The cardio-respiratory challenges and the subsequent responses of ascending to high altitude will be discussed in detail, as will the role of ‘altitude training’."
Professor Imray will present "unique data from the Caudwell Xtreme Everest expedition, including arterial blood gases and the response to exercise at extreme altitude ...".
These studies provide important messages for health and risk for climbers at high altitude. They raise interesting questions about impact on brain and heart function of working at high altitude for border guards who are not acclimatised to low oxygen levels. They also provide insight into the physiological challenges and pressure for emergence of survival genetic variants for populations historically living at altitude.
See the symposium website for the programme.

Thursday, 7 July 2011

Exercise and cardiovascular health

The good news is that even mild activity can be helpful in keeping healthy and in reducing risk of joining the pandemic of cardiovascular disease in the 'developed' world and emerging epidemic of heart attacks and strokes in less developed countries.
At the elite end of the exercise spectrum, internationally competitive athletes benefit from positive feedback effects of exercise on the heart and circulation. 
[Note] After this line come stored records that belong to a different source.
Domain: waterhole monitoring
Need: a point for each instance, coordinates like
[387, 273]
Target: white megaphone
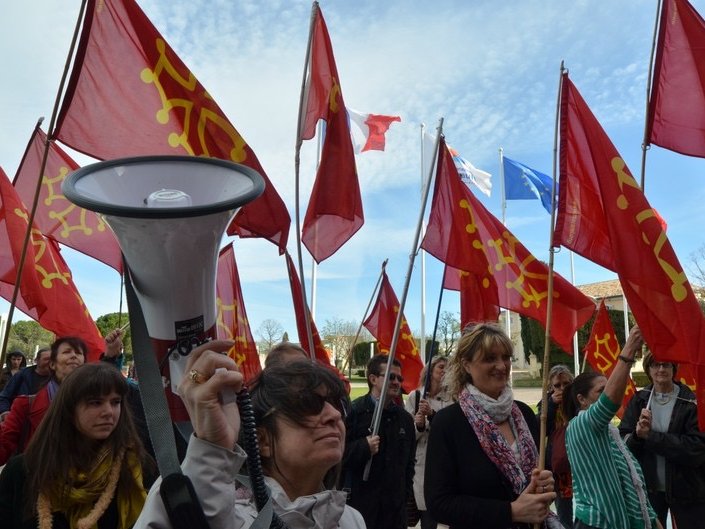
[169, 214]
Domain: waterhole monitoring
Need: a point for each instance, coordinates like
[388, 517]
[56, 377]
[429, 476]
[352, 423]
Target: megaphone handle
[260, 490]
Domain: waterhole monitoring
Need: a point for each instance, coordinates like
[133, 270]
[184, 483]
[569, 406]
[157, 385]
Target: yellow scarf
[91, 493]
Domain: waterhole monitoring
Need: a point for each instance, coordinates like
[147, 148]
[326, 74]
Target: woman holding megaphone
[298, 412]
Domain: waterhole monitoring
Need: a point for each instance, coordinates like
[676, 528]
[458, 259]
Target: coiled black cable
[248, 429]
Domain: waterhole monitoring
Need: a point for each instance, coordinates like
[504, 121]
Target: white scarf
[498, 409]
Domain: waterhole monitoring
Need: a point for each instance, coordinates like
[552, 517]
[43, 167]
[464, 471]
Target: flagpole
[423, 260]
[626, 314]
[314, 264]
[549, 304]
[427, 379]
[377, 415]
[40, 178]
[645, 144]
[364, 316]
[576, 354]
[297, 166]
[507, 313]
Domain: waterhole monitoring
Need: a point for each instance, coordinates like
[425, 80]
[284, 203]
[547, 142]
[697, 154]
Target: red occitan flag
[381, 322]
[47, 293]
[334, 212]
[602, 350]
[129, 95]
[56, 217]
[464, 235]
[231, 320]
[604, 216]
[676, 117]
[478, 295]
[300, 312]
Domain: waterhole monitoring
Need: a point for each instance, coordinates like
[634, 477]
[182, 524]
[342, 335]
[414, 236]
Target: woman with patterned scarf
[482, 451]
[83, 467]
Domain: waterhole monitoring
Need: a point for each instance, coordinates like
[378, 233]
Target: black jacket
[683, 446]
[382, 499]
[462, 486]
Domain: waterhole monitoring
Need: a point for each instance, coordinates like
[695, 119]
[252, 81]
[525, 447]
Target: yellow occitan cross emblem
[406, 336]
[676, 275]
[240, 340]
[44, 265]
[504, 257]
[193, 113]
[54, 197]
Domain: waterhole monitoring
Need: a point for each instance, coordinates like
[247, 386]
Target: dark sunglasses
[392, 377]
[312, 403]
[665, 365]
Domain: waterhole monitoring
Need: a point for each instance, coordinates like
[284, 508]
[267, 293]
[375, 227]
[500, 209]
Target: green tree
[27, 336]
[448, 332]
[361, 354]
[270, 333]
[339, 335]
[533, 337]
And for patients with established clinical heart problems, exercise under medical supervision is now well recognised to help to complement medical and surgical treatments to aid recovery and reduce the risk of future heart disease.
Not a good idea though for the out-of-condition to go from none to extreme exercise. What advice should the health or sports professional consider ?
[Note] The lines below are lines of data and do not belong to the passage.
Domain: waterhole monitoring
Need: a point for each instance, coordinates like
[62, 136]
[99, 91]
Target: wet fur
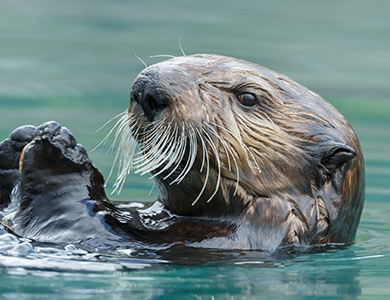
[288, 172]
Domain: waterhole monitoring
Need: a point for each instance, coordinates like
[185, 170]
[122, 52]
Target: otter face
[220, 133]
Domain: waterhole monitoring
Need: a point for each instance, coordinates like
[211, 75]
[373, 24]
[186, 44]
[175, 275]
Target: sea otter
[243, 158]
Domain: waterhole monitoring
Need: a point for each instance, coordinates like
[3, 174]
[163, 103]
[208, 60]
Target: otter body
[243, 157]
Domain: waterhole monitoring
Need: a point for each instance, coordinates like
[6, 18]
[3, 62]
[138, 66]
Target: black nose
[149, 93]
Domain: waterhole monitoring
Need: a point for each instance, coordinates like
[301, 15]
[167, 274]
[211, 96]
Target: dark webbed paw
[10, 150]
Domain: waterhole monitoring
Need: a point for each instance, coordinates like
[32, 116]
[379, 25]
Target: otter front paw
[10, 150]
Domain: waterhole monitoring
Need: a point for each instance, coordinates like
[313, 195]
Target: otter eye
[247, 99]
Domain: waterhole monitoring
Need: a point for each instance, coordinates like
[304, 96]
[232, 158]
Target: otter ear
[334, 154]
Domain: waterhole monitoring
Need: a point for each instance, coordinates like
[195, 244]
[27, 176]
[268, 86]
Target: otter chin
[243, 158]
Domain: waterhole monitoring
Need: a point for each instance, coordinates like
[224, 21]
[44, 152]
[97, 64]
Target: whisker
[104, 140]
[242, 144]
[180, 45]
[162, 55]
[227, 150]
[205, 153]
[212, 145]
[139, 58]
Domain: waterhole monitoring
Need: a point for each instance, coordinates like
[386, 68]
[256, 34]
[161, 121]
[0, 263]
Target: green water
[74, 62]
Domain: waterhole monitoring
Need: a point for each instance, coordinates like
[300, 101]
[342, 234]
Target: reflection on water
[74, 62]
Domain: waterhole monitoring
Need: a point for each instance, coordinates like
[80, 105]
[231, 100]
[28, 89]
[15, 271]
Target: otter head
[225, 137]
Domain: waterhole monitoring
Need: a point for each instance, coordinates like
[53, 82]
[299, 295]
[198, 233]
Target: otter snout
[148, 92]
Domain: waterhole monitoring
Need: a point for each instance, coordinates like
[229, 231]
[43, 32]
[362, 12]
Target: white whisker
[207, 167]
[227, 151]
[139, 58]
[212, 145]
[181, 46]
[162, 55]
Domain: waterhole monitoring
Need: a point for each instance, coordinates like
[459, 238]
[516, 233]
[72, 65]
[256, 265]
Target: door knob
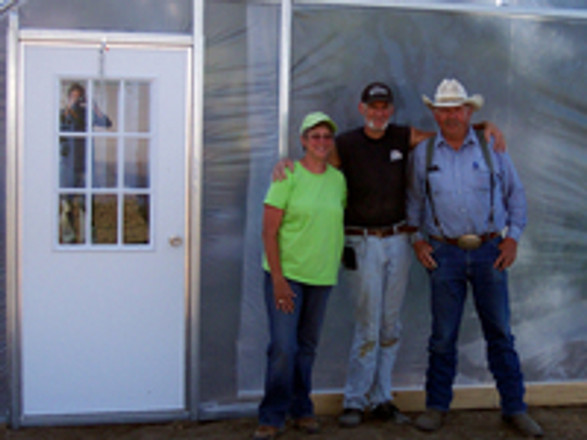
[175, 241]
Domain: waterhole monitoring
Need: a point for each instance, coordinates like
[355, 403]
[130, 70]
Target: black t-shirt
[375, 171]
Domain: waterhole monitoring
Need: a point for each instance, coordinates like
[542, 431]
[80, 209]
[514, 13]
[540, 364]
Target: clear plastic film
[531, 71]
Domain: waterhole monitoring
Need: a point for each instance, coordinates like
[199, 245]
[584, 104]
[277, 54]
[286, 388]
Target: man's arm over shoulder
[489, 129]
These themes form the programme for a symposium on 'Exercise and cardiovascular health' in London on the afternoon of Thursday 14th July 2011. 
Of interest to a diverse audience - sports professionals and health professionals and students looking for an update on benefits and risks of exercise, from prospective to the elite athletes interested in benefits of exercise for their health and performance, to people with heart conditions wanting to find out more about exercise and the heart. And as an interesting case study on extreme athletes, surgeon and Everest researcher and mountaineer Professor Chris Imray will be discussing exercise at extreme altitude.